Fishing the deep stuff while the tides are still reasonable

Dylan Price all set with his cast net he was given at the tinny and tackle show.
Dylan Price all set with his cast net he was given at the tinny and tackle show. Contributed

It looks as though it'll ease over tonight though, and once again turn more northerly as it drops out to below 10 knots tomorrow afternoon!

Hands up who's away out tomorrow and returning Sunday? Unfortunately it won't be me.

We have just passed through the first quarter of the lunar phase and from now through 'til the middle of next week the tides are building towards the new moon.

Obviously those who venture out on Saturday afternoon really should be considering fishing the deep stuff (over 50m) while the tides are still reasonable and also because it's going to be flat as a bikkie with less than half a metre swell predicted and possibly light and variable winds overnight.

A good point to remember though is to let someone know where you are going because from what I have found once you get outside the likes of Sykes Reef or out around Guthrie Shoal the radio becomes very quiet, many because the standard VHF set doesn't quite have enough power or the aerial may not be up to the task, to trip the repeater on shore.

When you are in the company of another boat the likes of the normal call-up channel which VMR Gladstone monitor being 81, and 82 needs to access the repeater on shore for it to work even though you might be 20 metres from each other.

What you need to do is to organise a channel away from those two like 72 or 74 which work on a line of sight system.

I usually have a small hand-held radio for chatting with the others, out with me via this, whilst still monitoring channel 82 in case something comes up where your assistance might be required.

These hand-held radios are not expensive and many are waterproof so if you do end up in the drink without your boat (maybe it might sink) you still have communication.

Pretty good life insurance if you ask me.

The reason why I am telling you all this is because it's Father's Day shortly, and something like this is the ideal gift if your kids want to go shares in one for your Dad.

Most tackle and chandlery shops sell them, and quiet often you spot them on special in catalogues.

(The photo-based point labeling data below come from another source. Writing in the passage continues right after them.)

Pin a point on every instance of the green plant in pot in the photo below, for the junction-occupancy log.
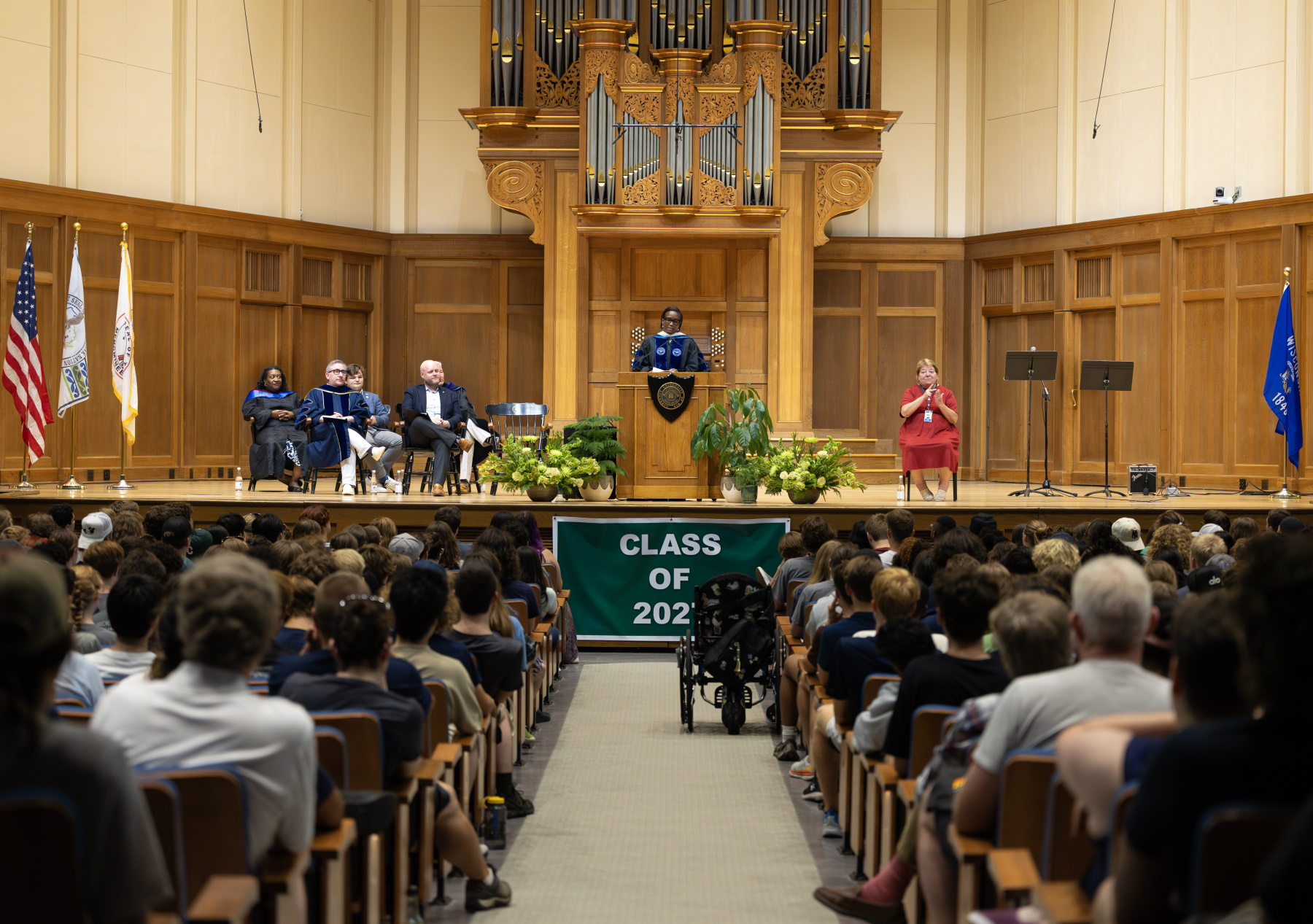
(809, 469)
(735, 431)
(597, 438)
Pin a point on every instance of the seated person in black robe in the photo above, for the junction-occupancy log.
(271, 406)
(670, 349)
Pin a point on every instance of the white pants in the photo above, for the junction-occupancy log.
(479, 436)
(359, 446)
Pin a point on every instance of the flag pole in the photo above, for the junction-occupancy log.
(123, 435)
(1286, 494)
(72, 484)
(24, 484)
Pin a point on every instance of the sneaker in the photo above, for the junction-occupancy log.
(830, 825)
(516, 806)
(787, 750)
(481, 898)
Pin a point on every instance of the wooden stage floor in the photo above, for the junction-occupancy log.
(212, 497)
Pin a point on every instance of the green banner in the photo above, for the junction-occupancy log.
(633, 579)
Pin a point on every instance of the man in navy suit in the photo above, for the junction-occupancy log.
(433, 415)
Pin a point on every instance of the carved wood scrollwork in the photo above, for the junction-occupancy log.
(519, 185)
(716, 192)
(724, 71)
(637, 71)
(551, 93)
(840, 188)
(802, 93)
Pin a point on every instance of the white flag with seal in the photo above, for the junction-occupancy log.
(74, 378)
(124, 364)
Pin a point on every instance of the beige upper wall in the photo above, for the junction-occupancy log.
(360, 98)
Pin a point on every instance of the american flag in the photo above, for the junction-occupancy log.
(23, 376)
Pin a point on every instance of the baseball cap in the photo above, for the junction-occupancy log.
(407, 545)
(1204, 579)
(96, 528)
(1127, 532)
(177, 528)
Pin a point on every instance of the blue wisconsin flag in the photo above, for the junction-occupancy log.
(1282, 387)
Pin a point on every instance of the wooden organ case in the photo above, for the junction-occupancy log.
(679, 152)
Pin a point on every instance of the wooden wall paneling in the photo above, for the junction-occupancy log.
(50, 282)
(523, 326)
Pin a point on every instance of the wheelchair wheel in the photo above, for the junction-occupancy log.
(733, 713)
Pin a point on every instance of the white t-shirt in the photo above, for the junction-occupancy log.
(78, 679)
(118, 664)
(1034, 709)
(201, 715)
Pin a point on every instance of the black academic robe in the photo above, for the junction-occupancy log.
(328, 441)
(678, 352)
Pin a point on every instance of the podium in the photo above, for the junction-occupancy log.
(656, 453)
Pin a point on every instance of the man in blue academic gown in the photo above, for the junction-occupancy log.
(328, 414)
(669, 348)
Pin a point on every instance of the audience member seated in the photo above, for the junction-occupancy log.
(121, 873)
(402, 679)
(1032, 635)
(204, 713)
(361, 646)
(477, 592)
(419, 600)
(816, 532)
(958, 674)
(133, 609)
(1252, 760)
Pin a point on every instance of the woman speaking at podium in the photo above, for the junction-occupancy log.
(929, 435)
(669, 349)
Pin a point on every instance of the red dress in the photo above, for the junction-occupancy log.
(929, 446)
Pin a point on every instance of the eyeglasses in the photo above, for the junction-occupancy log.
(364, 596)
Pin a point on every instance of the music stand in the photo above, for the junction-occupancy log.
(1029, 365)
(1106, 376)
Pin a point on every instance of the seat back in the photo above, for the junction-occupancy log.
(871, 688)
(1232, 845)
(212, 802)
(164, 806)
(927, 725)
(41, 853)
(522, 612)
(1024, 799)
(331, 746)
(514, 420)
(364, 738)
(1068, 850)
(438, 729)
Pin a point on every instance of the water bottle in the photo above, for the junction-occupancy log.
(413, 911)
(494, 822)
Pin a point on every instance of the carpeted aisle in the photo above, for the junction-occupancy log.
(638, 820)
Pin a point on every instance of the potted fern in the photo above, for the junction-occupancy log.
(737, 432)
(597, 438)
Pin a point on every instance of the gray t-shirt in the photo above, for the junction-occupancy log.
(1032, 710)
(792, 569)
(125, 873)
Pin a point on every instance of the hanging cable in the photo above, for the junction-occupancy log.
(1109, 47)
(257, 113)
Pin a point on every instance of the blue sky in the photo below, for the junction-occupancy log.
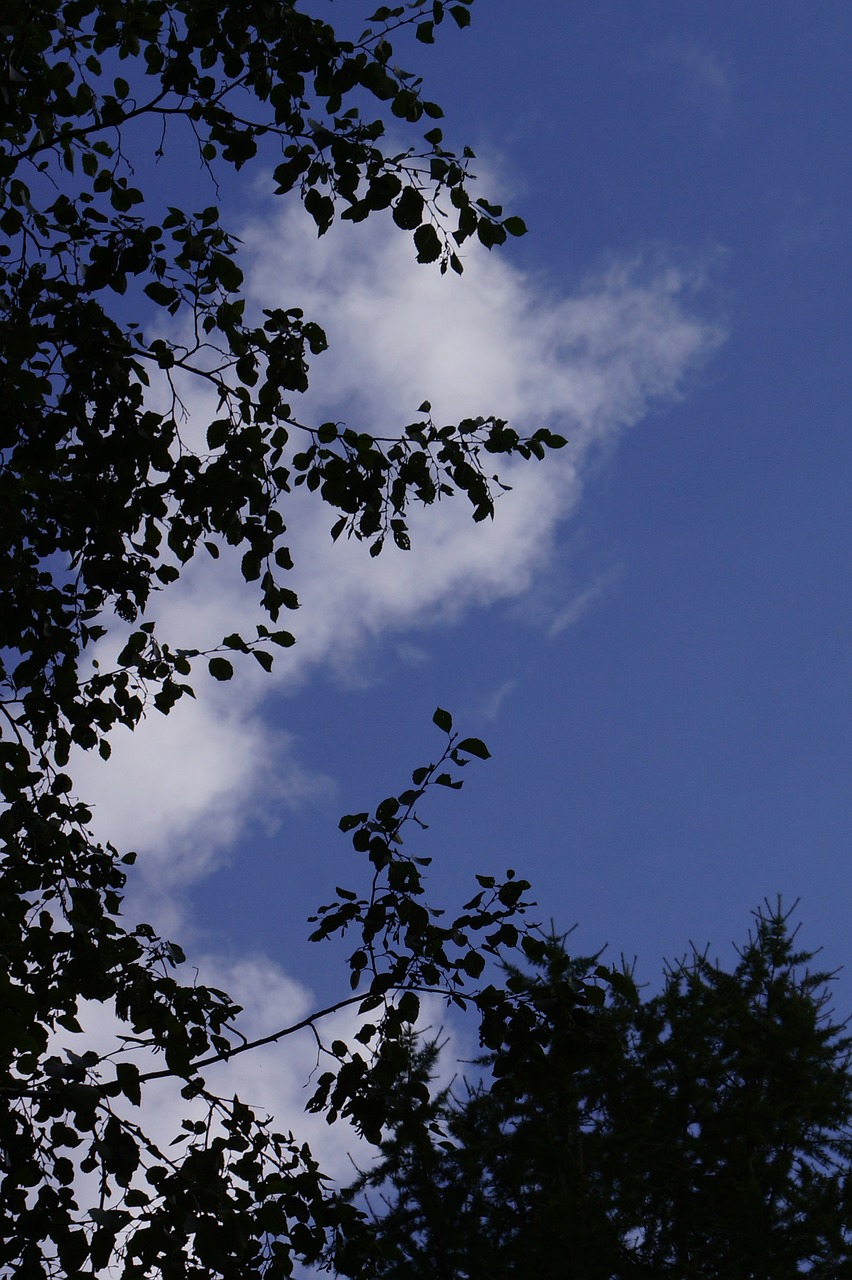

Last weekend there was a mass exodus out to the big blue but for one reason or another many came home with just a feed which is so disappointing considering how much they all must've spent on fuel and all the rest which goes with a day or so out on the water.

Others found that sweet spot in the tide, along with good populations of fish, which weren't lingering on the bottom.

I was talking with one chap, who found a school of Sweetlip, which were positioned about 3-4 metres off the bottom, and within an hour or so had their bag limit.

Others really switched on their fishing skills, and targeted coral trout with paternoster rigs, gang hooks, with a nice juicy pilly attached to it.

These guys absolutely cleaned up!

Those who were using soft plastics also pulled in some good fish compared to those using dead baits like squid.

This weekend will be Red Emperor time, and if you follow what Pat Laws did a couple of weeks ago chopping up a decent bit of freshly killed Mackeral it'll surely reward you as much as it rewarded them, that day.

In the harbour, and surrounding area, there are plenty of decent Yellow Fin Whiting, or Summeries, about along with some decent Grunter as young Dylan Price managed to catch on live Yabbies.

Those with lures the Barra are certainly becoming more active but don't just limit yourself to chasing Barra, make sure you are ready for Grunter, mangrove Jack, Fingermark perch and some King Salmon.

Gather that fresh bait or even have a go at the live baiting.

Dylan Price certainly has the picked up the knack of throwing a cast net!